Did the US government test a flying saucer at double-super-secret Area 51?
We ask that question because the US military did work on building its own flying saucer in the 1950s, and a recently declassified Central Intelligence Agency report for the first time publicly acknowledged Area 51, the cold war-era test site in Nevada near Groom Lake.
Putting two and two together, we figured maybe the flying saucer project and the test site could be related. That could explain some of the old reports of UFO sightings in the area – reports that have helped make Area 51 a place of great interest for those who believe in aliens, UFOs from outer space, and the existence of Bigfoot.
If you’ve never heard of the US saucer effort, it was code-named Project 1794. The Air Force paid for it, hoping to end up with an incredibly maneuverable, versatile circular flying machine that could travel at Mach 3 or above.
While its existence has long been public, the National Archives recently posted a once-secret final summary of Project 1794 online. This did not get as much attention as did the Area 51 stuff, but in some ways it’s just as interesting.
The saucer development was carried out by Avro Aircraft Ltd., a Canadian firm. The firm attempted to design a flat, circular vertical-takeoff-and-landing aircraft that could fly as high as 100,000 feet at great speed.
Propulsion was to be provided by six Siddeley Viper jet engines whirling a giant horizontal fan within the vehicle. Air from this fan was to have been directed to a circular ring along the bottom edge, lifting the thing off the ground and so forth.
Initial work involved design, production of scale models, and initial wind-tunnel tests. The airflow through the saucer turned out to be enormously complex. But at the end of this initial phase, Avro was optimistic.
“The aircraft can be satisfactorily controlled and maneuvered from engine idling to maximum thrust at supersonic speed through a satisfactory supersonic flight envelope,” the just-released report concluded.
The Air Force wasn’t so sure. Officials declined to pay a further $3 million for continued development of a big saucer. However, the Air Force and Army helped fund construction of a smaller prototype, the Avrocar. Eighteen feet across, powered by three turbojets, the Avrocar went through extensive testing from 1959 through 1961.
However, this testing appears to have occurred exclusively in Canada. The Avrocar did reach forward speeds of about 115 miles per hour, but never got more than a few feet off the ground, despite test-pilot attempts to blast it higher.
NASA did bring the Avrocar to the United States for further wind-tunnel tests. This indicated that the saucer might be unstable at high speeds. The US military finally cut off funds in 1961.

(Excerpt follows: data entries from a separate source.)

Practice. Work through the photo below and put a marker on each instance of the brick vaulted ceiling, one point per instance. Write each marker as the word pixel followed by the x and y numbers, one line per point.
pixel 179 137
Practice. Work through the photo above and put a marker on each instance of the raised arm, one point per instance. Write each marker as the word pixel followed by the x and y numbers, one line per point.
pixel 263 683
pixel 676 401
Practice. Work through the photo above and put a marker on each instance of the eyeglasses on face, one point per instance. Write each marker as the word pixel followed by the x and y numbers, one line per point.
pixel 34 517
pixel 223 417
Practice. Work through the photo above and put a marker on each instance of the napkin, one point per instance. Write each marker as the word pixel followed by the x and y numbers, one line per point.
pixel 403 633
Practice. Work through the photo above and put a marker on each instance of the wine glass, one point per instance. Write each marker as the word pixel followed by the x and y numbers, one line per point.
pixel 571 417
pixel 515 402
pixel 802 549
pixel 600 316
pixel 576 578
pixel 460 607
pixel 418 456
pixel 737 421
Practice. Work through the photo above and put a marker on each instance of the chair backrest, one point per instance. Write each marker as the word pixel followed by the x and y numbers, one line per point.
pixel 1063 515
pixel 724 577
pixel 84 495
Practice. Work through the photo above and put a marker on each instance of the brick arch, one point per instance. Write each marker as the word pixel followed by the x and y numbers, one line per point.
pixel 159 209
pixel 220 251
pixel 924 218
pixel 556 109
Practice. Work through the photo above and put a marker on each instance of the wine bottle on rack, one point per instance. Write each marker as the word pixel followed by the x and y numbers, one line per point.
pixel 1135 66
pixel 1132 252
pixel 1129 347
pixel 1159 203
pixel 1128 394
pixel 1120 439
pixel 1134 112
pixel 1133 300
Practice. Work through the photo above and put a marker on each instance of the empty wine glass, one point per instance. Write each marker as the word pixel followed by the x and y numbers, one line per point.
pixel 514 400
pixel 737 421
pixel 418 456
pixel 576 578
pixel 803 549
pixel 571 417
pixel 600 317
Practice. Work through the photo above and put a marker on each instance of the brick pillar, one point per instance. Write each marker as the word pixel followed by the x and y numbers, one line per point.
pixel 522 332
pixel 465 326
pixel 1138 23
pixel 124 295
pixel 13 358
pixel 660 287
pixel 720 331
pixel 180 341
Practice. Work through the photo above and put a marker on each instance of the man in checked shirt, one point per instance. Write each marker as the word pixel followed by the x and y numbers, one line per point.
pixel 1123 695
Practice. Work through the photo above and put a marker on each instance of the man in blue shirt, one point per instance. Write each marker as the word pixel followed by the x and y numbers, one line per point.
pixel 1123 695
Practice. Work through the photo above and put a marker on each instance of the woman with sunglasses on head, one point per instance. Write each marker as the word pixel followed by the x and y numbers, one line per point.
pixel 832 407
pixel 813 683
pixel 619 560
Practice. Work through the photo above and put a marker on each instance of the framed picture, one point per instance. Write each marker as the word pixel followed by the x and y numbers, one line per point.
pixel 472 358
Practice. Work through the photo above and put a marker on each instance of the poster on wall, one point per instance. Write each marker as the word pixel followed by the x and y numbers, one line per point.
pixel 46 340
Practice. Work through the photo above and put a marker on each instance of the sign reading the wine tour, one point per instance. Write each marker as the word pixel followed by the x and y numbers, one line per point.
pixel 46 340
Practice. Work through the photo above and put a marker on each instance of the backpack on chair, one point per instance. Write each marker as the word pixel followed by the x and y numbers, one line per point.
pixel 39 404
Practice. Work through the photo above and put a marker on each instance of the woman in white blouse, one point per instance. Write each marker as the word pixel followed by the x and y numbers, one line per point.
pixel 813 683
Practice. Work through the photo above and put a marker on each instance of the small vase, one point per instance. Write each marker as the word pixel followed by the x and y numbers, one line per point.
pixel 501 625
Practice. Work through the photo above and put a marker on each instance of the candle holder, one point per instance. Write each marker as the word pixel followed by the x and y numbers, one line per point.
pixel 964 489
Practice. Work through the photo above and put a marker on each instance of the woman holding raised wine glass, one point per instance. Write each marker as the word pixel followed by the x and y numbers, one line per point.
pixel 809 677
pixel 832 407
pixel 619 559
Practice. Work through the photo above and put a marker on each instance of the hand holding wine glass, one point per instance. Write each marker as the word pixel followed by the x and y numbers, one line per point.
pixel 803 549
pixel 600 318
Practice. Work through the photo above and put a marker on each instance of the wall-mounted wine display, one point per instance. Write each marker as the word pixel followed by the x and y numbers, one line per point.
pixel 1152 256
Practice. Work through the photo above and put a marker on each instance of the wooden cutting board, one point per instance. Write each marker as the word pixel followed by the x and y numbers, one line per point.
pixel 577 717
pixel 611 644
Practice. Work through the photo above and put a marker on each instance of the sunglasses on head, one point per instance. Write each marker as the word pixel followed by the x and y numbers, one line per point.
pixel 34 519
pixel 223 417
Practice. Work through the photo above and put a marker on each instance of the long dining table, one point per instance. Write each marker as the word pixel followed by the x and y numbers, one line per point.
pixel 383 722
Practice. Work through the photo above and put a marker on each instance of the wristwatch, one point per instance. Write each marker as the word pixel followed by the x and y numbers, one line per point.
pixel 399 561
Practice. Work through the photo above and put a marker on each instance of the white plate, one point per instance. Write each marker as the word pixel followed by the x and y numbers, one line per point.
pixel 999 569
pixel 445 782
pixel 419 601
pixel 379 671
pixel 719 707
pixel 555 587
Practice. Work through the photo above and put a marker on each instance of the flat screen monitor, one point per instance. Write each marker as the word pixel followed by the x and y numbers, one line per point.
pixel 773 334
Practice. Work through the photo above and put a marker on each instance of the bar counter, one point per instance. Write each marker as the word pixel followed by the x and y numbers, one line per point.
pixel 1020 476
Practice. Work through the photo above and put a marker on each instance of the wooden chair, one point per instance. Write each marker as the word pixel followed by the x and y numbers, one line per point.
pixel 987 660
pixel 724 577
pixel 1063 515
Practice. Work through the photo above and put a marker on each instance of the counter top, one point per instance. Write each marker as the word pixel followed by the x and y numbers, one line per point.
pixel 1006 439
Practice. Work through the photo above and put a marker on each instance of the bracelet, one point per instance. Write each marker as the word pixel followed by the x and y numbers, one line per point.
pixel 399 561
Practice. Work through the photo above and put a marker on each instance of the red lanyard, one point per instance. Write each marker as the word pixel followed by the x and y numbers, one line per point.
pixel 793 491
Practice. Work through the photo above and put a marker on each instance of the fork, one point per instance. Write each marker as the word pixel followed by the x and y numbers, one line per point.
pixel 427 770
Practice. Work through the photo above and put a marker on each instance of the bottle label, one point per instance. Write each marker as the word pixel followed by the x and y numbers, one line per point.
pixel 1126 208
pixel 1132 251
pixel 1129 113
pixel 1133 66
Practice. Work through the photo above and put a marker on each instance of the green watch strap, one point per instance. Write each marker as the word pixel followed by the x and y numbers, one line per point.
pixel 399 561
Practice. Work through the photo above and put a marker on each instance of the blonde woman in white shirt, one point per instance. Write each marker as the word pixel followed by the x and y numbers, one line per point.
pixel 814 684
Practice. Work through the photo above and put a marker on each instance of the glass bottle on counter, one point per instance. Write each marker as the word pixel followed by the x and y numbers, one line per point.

So alas, it looks like neither Project 1794 nor the Avrocar ever flew at Area 51. The index of the newly declassified CIA report acknowledging its existence contains no reference to “Avro,” “Avocar,” “flying saucer,” or “1794." (“Aliens” isn’t in there, either. Just in case you were going to ask.)
The CIA report instead deals mostly with the design and production of the U-2 spy plane, an aircraft which in its own way was as technically astounding as any flying saucer would have been.